Para que negarlo. Macri y De Narvaez ya preocupan un poco. Uno gobierna (es un decir) la Capital Federal, el otro puede llegar a gobernar el estado provincial mas importante del país (si, puede pasar). Han crecido electoralmente sin hacer gran cosa. El cierto también que el “colorado” estaría redondeando el 25% y con eso no se gana una elección; de modo que a no exagerar. Pero creció. Tomando votos de aquí y de allá. Los dos necesitaron del pedazos del peronismo para crecer y también del radicalismo (especialmente Macri). Pero fue una necesidad operativa, mas que histórica o ideológica. Mientras que la Coalición Cívica recoge parte del legado ideológico radical, los dos empresarios construyen un cuerpo ideológico en base al discurso pragmático, con pinceladas que les permiten conectarse con diferentes públicos: De Narvaez dice que es peronista; Macri defiende el espacio público (uno que esté ordenado y prolijo). Dos o tres frases u ocurrencias, les permiten hacer mas digerible un discurso que en líneas generales llama al orden; que acusa a la democracia de la delincuencia, de nuestro aislamiento del mundo y de la falta de garantías para las inversiones. Claro ninguno te va a decir “la democracia es la culpable”. Con mayor o menor pericia, repiten esas dos o tres frases que los ponen a resguardo de acusaciones de autoritarios o intolerantes, que saben que los pueden cercar cuando piden mano dura, cárcel, o directamente reprimen como la semana pasada con la huerta (y que la TV se olvidó de pasar).

El punto es ¿qué están representando estos dos empresarios que han decidido volcarse a la política?

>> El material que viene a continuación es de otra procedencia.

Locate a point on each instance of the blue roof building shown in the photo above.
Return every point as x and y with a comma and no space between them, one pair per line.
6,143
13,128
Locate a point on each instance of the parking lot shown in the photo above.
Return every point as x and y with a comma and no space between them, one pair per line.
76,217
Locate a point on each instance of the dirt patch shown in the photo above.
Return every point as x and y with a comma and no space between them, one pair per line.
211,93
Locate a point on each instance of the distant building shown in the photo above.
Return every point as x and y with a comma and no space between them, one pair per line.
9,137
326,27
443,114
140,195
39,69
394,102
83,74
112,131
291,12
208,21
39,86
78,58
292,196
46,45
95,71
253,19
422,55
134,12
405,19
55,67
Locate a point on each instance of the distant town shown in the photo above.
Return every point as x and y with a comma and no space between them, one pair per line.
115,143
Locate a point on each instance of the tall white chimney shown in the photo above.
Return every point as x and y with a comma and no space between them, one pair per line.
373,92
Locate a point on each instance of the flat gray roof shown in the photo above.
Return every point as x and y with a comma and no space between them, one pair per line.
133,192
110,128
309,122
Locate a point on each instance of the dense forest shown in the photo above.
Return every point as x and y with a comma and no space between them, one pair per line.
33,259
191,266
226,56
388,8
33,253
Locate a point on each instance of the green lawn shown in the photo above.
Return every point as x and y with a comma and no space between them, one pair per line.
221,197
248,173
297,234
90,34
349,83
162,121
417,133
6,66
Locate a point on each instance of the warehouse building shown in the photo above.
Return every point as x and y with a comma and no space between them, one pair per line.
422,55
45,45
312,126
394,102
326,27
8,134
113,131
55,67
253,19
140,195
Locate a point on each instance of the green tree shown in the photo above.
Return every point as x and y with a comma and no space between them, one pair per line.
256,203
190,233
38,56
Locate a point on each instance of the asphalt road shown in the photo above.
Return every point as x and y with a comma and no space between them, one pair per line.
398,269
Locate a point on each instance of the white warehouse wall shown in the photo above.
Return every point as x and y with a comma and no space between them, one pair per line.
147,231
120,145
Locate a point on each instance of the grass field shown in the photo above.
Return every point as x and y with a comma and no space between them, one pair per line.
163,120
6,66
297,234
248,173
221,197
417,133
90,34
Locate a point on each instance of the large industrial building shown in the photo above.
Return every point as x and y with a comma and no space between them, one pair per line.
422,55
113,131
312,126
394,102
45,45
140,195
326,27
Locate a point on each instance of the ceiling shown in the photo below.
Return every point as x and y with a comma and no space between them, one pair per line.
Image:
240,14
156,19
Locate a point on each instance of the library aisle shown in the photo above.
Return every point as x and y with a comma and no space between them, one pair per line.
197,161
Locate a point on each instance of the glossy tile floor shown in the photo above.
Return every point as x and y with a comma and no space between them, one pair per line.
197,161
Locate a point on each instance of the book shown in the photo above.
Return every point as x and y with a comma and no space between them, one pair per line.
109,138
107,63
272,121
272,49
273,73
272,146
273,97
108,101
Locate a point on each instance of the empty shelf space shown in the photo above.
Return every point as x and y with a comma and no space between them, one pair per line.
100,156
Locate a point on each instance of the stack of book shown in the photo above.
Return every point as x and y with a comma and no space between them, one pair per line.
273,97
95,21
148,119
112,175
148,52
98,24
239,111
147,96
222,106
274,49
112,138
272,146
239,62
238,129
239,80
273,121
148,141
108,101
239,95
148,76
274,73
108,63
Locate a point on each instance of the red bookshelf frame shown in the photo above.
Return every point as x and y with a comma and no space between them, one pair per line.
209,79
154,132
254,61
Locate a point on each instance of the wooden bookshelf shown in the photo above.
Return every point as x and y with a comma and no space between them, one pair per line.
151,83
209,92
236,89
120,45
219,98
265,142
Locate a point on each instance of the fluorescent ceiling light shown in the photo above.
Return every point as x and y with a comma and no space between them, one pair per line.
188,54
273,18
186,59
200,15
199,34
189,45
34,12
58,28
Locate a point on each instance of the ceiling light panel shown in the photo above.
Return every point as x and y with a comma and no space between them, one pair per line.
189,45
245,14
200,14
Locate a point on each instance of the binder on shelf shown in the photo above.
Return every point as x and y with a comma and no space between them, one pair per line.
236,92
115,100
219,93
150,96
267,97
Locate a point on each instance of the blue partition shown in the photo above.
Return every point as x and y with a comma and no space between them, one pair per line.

Desde luego el hecho de su procedencia no es nuevo: muchos políticos actuales tienen además sus “emprendimientos”, a veces para financiar sus carreras y en otras ocasiones, gracias a sus carreras políticas. Pero la legitimidad de su accionar y su discurso no provienen del éxito en el mundo empresarial, esa es la marca distinguida de Macri y De Narvaez. En la argentina previa al peronismo también existieron estos personajes: Don Robustiano Patrón Costas el fallido candidato (y por lo tanto presidente) para las elecciones no realizada de 1944. Un estanciero salteño, conocido por la usurpación de tierras. Un blog amigo ya hizo esta comparación. Pero Patrón Costas realizó la carrera correspondiente: ministro, gobernador, candidato. Mauricio y Francisco, como les gusta publicitarse, no. Sin escalas. La urgencia era tal, que no pueden detenerse en ese tipo de construcciones y su propio financiamiento les permite ahorrarse el aburrido camino de empezar desde abajo. De hecho el paso de ambos por el parlamento, ha sido inocuo. (bah apenas si fueron). Este salto, esta transformación de los tiempos políticos, ¿deviene de una misión que como miembros de una clase, están dispuestos a llevar adelante? El Carlos, Marx, daba a la conciencia de clase el papel impulsor de los sectores revolucionarios: la burguesía en el derrumbe de la era feudal, el proletariado respecto del capitalismo. Pero la conciencia de clase no puede funcionar para impulsar un movimiento restaurador, léase para poner orden. (Esto desde luego amasijando al marxismo). Si es así ¿estos muchachos solo representan un vago discurso del orden? Es cierto que la composición de su voto es heterogénea, pero no puede omitirse que Macri gana por paliza en la zona mas rica de Buenos Aires (habrá que ver qué pasa con el colo).

En síntesis para ser un mero efecto de la crisis del 2001, la cosa está durando mucho; que sean empresarios no quiere decir que puedan simbolizar automáticamente a toda una clase. Pero en algo de eso andan. El apoyo al campo de sectores medios urbanos, nos indica que la confluencia ideológica tiene un peso absoluto que permanece intacto. Entonces ¿“ciudadanos por el orden uníos”? ¿sólo eso?